The UK has a system which requires any company paying “yearly” UK-source interest to a non-UK resident to withhold income tax from that interest at the basic rate (currently 20%) .
In the recent case of Hargreaves Property Holdings v HMRC, the First-tier Tribunal (FTT) (Tax Chamber) considered various interest-bearing loans from connected parties over a number of years, all of which were designed to be short term loans, and which were repaid within approximately one year of the advancement of the loan. HMRC argued that the borrowing company had a duty to deduct withholding tax on the interest payments.
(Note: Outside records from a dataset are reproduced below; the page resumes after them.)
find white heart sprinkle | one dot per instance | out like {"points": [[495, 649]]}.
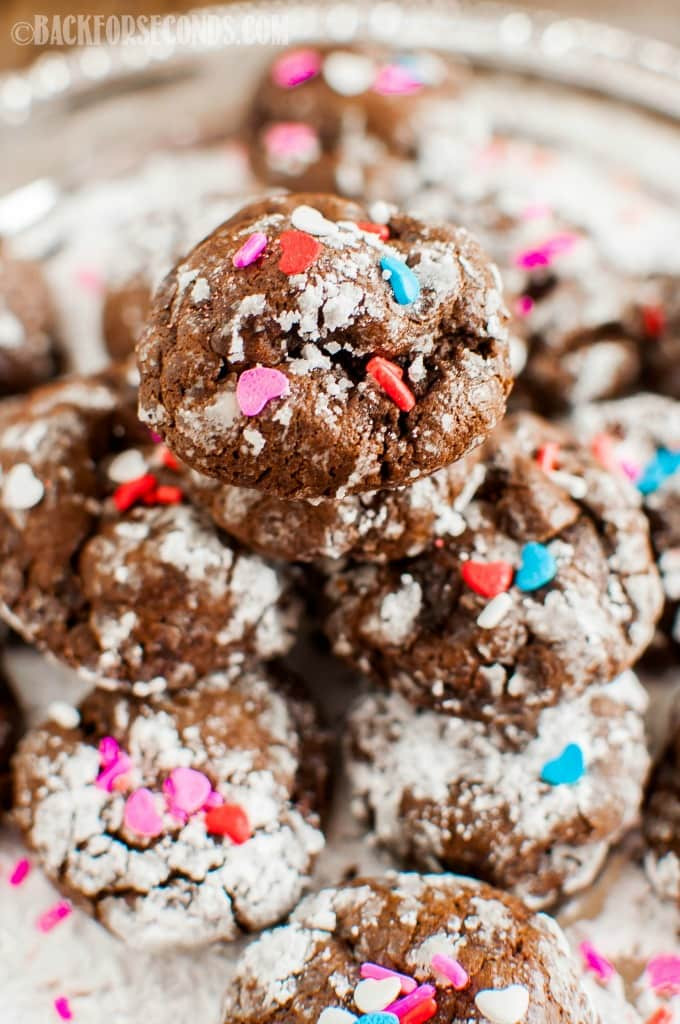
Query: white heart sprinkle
{"points": [[22, 488], [503, 1006], [495, 611], [348, 74], [335, 1015], [308, 218], [127, 466], [373, 995]]}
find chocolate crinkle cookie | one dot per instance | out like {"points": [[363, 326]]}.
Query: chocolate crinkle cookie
{"points": [[181, 821], [307, 351], [639, 439], [336, 119], [28, 347], [433, 947], [103, 564], [444, 793], [377, 526], [551, 586]]}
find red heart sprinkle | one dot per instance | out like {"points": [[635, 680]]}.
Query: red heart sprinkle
{"points": [[369, 225], [299, 251], [487, 579], [228, 819], [389, 376]]}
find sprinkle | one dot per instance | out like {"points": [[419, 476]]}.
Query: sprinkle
{"points": [[257, 387], [19, 871], [395, 80], [299, 251], [503, 1006], [127, 466], [50, 919], [308, 218], [291, 139], [596, 963], [565, 769], [653, 321], [575, 485], [140, 815], [186, 792], [487, 579], [251, 250], [229, 819], [494, 612], [538, 567], [348, 74], [127, 495], [657, 470], [370, 970], [545, 254], [295, 68], [64, 714], [22, 488], [664, 973], [425, 1011], [452, 970], [370, 225], [409, 1003], [523, 305], [405, 284], [548, 456], [62, 1008], [389, 376], [374, 994]]}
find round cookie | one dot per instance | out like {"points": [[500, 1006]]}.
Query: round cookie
{"points": [[104, 566], [179, 821], [517, 964], [378, 526], [551, 587], [639, 438], [447, 794], [335, 363], [28, 354], [343, 119]]}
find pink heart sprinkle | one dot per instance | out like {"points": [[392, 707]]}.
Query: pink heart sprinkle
{"points": [[295, 68], [292, 138], [664, 974], [140, 815], [596, 963], [258, 386], [251, 250], [393, 80], [186, 792]]}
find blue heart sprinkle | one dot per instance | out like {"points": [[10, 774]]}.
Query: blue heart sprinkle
{"points": [[566, 769], [657, 470], [405, 284], [538, 567]]}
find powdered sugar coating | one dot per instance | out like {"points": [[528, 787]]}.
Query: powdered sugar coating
{"points": [[336, 432], [587, 624], [259, 749], [445, 792], [293, 973]]}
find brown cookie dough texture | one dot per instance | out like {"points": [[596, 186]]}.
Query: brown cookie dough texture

Reviewing these arrangements, the FTT held that:
- the “underlying commercial reality” was that the interest payments did have a UK source since the interest was always going to be paid by a UK resident debtor out of its assets situated in, and the profits of activities conducted in, the UK (applying the decision of the court of appeal in Ardmore Construction Limited v the Commissioners for Her Majesty’s Revenue and Customs );
- interest on short-term loans which are repaid within a year out of the proceeds of new loans from the same lenders are likely to be “yearly” in nature – particularly where the series of loans was, on the balance of probabilities, intended to provide long-term funding for the borrower (applying the Hay tests approved by the Supreme Court in The Commissioners for Her Majesty’s Revenue and Customs v Joint Administrators of Lehman Brothers International  UKSC 12); and
- the potential availability of treaty relief under the Guernsey/UK double tax treaty was irrelevant in this case as Hargreaves Property had not made a claim for relief.
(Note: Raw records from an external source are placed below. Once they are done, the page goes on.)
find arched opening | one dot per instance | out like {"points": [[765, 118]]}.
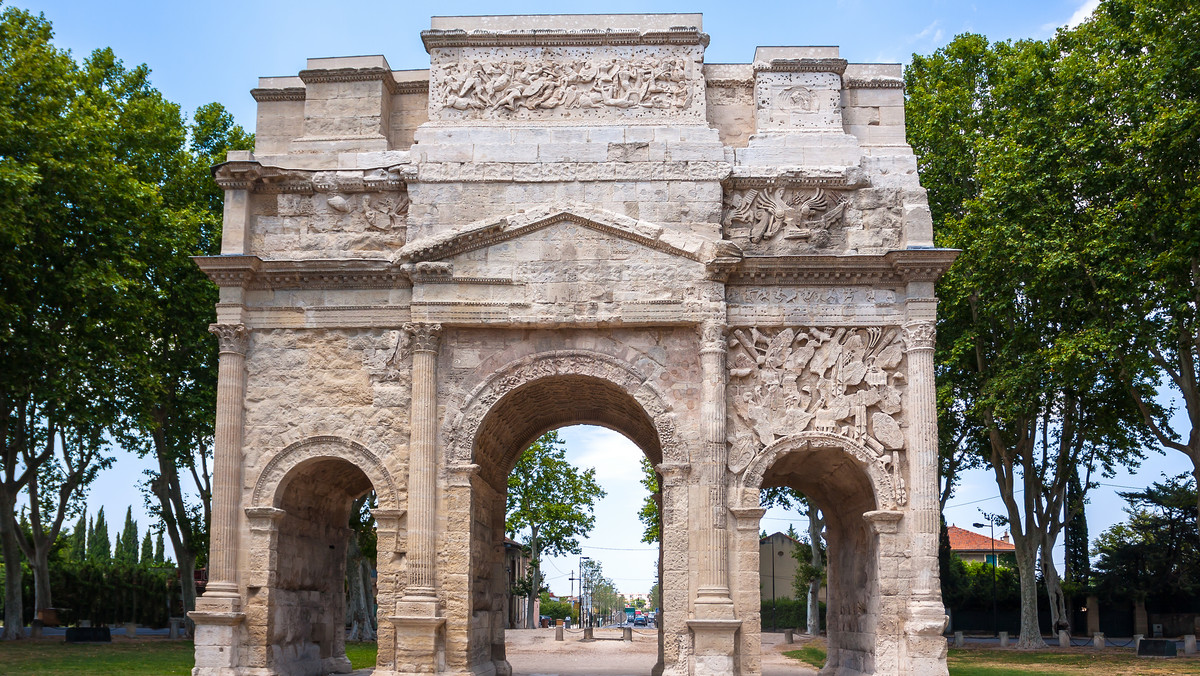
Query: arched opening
{"points": [[307, 602], [520, 417], [843, 489]]}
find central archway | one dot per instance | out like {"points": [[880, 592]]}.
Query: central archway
{"points": [[503, 416]]}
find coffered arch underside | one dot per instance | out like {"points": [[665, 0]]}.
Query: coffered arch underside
{"points": [[627, 401], [275, 472]]}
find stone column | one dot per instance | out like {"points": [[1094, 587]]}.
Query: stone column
{"points": [[922, 406], [714, 627], [227, 461], [219, 612], [423, 464], [420, 629], [927, 615], [714, 575]]}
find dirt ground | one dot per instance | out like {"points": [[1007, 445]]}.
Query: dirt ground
{"points": [[534, 652]]}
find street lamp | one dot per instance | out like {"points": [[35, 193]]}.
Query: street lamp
{"points": [[582, 615], [995, 628]]}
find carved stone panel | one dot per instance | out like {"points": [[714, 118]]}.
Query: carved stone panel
{"points": [[567, 83], [843, 381]]}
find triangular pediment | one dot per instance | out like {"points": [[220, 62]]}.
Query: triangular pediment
{"points": [[491, 232]]}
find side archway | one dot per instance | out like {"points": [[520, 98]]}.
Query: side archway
{"points": [[280, 470]]}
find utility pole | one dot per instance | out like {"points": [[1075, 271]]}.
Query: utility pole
{"points": [[995, 628]]}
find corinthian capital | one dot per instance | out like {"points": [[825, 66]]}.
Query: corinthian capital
{"points": [[232, 338], [425, 336], [919, 335], [713, 335]]}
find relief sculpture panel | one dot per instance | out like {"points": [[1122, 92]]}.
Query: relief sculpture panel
{"points": [[567, 83], [849, 382]]}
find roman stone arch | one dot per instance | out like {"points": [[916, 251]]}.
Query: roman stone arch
{"points": [[556, 220], [462, 429], [274, 474], [876, 467]]}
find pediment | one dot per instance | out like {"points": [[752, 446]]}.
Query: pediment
{"points": [[492, 232]]}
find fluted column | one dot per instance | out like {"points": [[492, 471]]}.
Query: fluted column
{"points": [[227, 460], [423, 462], [714, 575], [923, 507]]}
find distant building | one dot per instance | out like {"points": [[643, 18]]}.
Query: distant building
{"points": [[516, 564], [975, 546], [777, 566]]}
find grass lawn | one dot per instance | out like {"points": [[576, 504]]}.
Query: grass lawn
{"points": [[973, 662], [123, 657]]}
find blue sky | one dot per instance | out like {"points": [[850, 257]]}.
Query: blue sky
{"points": [[202, 52]]}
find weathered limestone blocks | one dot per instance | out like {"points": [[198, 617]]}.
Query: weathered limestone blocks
{"points": [[571, 220]]}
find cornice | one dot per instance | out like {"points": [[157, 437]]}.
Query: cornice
{"points": [[437, 39], [263, 179], [873, 83], [283, 94], [802, 66], [251, 271], [317, 76], [891, 268], [747, 177]]}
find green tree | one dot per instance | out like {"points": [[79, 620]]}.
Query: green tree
{"points": [[97, 540], [649, 514], [78, 550], [173, 406], [1131, 102], [1017, 338], [1156, 554], [551, 504], [126, 548], [147, 557]]}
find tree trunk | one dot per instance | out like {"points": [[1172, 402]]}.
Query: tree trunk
{"points": [[816, 524], [358, 602], [13, 580], [535, 576], [1031, 634]]}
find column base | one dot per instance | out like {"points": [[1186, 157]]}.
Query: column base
{"points": [[216, 638], [714, 646], [420, 642]]}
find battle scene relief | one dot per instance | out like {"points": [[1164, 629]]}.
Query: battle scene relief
{"points": [[841, 381]]}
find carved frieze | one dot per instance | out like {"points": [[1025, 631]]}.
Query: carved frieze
{"points": [[565, 83], [847, 382], [801, 220], [388, 364]]}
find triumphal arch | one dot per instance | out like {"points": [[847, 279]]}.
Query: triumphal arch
{"points": [[571, 219]]}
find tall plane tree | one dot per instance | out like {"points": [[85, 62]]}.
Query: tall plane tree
{"points": [[551, 503]]}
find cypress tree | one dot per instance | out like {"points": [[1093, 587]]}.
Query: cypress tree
{"points": [[147, 549], [127, 548], [78, 549], [97, 540]]}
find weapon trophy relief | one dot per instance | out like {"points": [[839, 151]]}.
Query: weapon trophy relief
{"points": [[805, 217], [837, 381], [505, 88]]}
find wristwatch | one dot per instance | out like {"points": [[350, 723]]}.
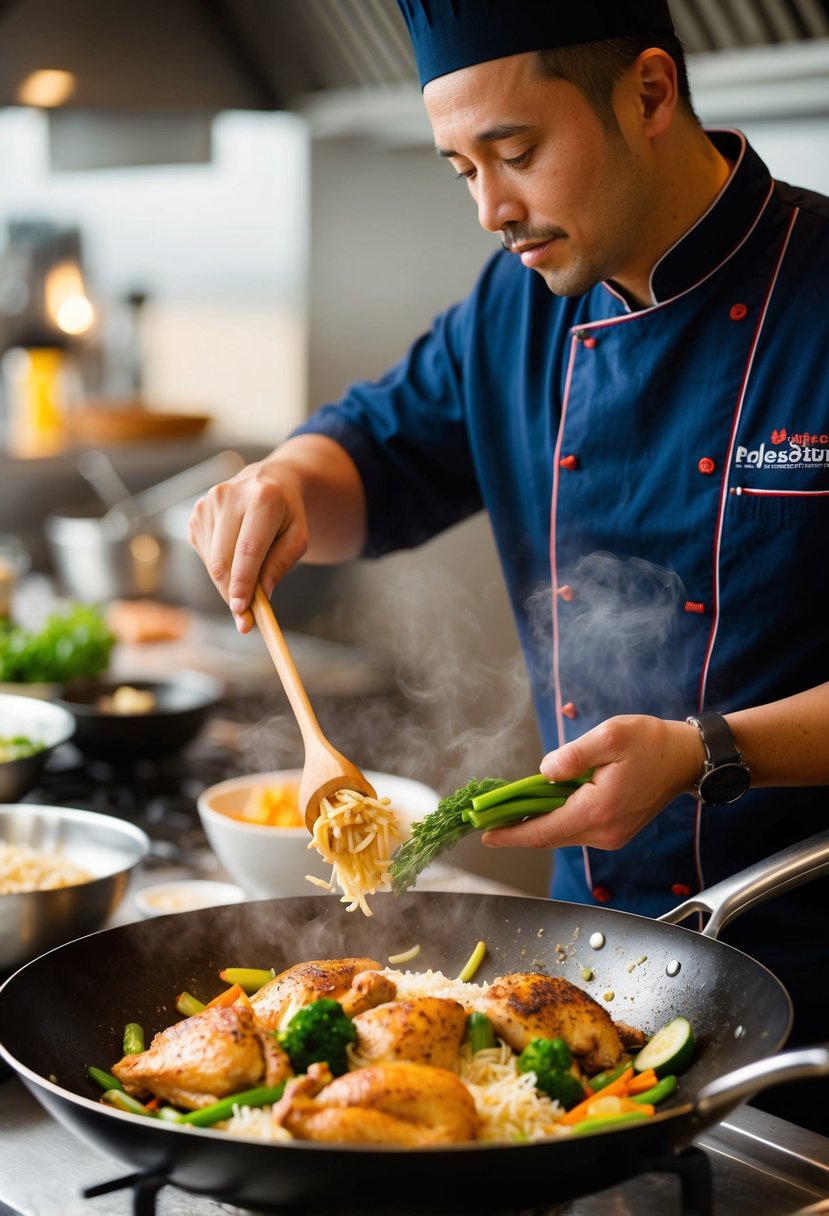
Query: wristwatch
{"points": [[726, 775]]}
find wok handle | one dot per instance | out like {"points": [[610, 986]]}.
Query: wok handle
{"points": [[740, 1085], [799, 863]]}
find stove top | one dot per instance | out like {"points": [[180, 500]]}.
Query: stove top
{"points": [[759, 1166], [750, 1164]]}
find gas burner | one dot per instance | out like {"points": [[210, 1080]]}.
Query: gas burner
{"points": [[692, 1169]]}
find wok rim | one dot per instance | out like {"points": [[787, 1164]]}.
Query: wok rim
{"points": [[684, 1112]]}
It therefore concluded that the withholding obligation did apply to Hargreaves Property, which had a duty to account to HMRC for the tax which should have been withheld.
This is a useful reminder that it is not possible to circumvent the withholding obligation by using a series of short term loans: where the intention is to provide long-term funding for the borrower, the interest payments will likely be “yearly” in nature.
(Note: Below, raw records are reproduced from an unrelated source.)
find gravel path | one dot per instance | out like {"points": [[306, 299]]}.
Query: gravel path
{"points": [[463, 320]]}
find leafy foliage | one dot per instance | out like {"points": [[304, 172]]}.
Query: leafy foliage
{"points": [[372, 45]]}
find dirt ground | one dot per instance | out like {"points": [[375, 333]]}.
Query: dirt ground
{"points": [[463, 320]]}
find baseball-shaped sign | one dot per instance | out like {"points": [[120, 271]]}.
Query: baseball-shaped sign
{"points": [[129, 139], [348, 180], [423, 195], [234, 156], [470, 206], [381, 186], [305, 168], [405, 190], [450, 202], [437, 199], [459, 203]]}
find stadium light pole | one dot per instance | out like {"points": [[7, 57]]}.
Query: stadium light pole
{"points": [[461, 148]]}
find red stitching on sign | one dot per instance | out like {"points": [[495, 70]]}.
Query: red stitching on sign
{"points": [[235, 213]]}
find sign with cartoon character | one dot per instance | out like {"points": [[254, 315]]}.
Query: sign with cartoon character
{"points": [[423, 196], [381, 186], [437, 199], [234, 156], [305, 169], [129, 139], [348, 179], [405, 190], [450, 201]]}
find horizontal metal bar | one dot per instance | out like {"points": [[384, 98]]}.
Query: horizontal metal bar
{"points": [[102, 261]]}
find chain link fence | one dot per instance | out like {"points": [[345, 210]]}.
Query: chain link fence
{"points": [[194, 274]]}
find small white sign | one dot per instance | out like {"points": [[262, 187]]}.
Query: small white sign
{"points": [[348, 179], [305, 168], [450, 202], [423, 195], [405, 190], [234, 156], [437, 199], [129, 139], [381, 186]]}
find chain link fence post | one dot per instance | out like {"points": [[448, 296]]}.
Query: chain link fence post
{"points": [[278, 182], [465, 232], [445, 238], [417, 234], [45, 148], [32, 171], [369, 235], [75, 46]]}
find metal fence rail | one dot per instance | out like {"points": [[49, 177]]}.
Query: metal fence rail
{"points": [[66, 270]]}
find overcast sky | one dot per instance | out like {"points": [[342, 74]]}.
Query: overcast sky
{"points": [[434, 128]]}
The case also re-emphasises that where there is a UK resident borrower paying interest out of funds which derive from UK assets or profits, any interest payments will almost always be UK source – regardless of provisions in the loan agreement requiring that interest payments be made offshore. So, for example, loans by offshore trustees to UK resident beneficiaries may well give rise to a withholding obligation in respect of any interest paid by the beneficiary. If there is a tax treaty, relief may be available but only if it is claimed and HMRC give permission for the interest to be paid without any deduction of tax.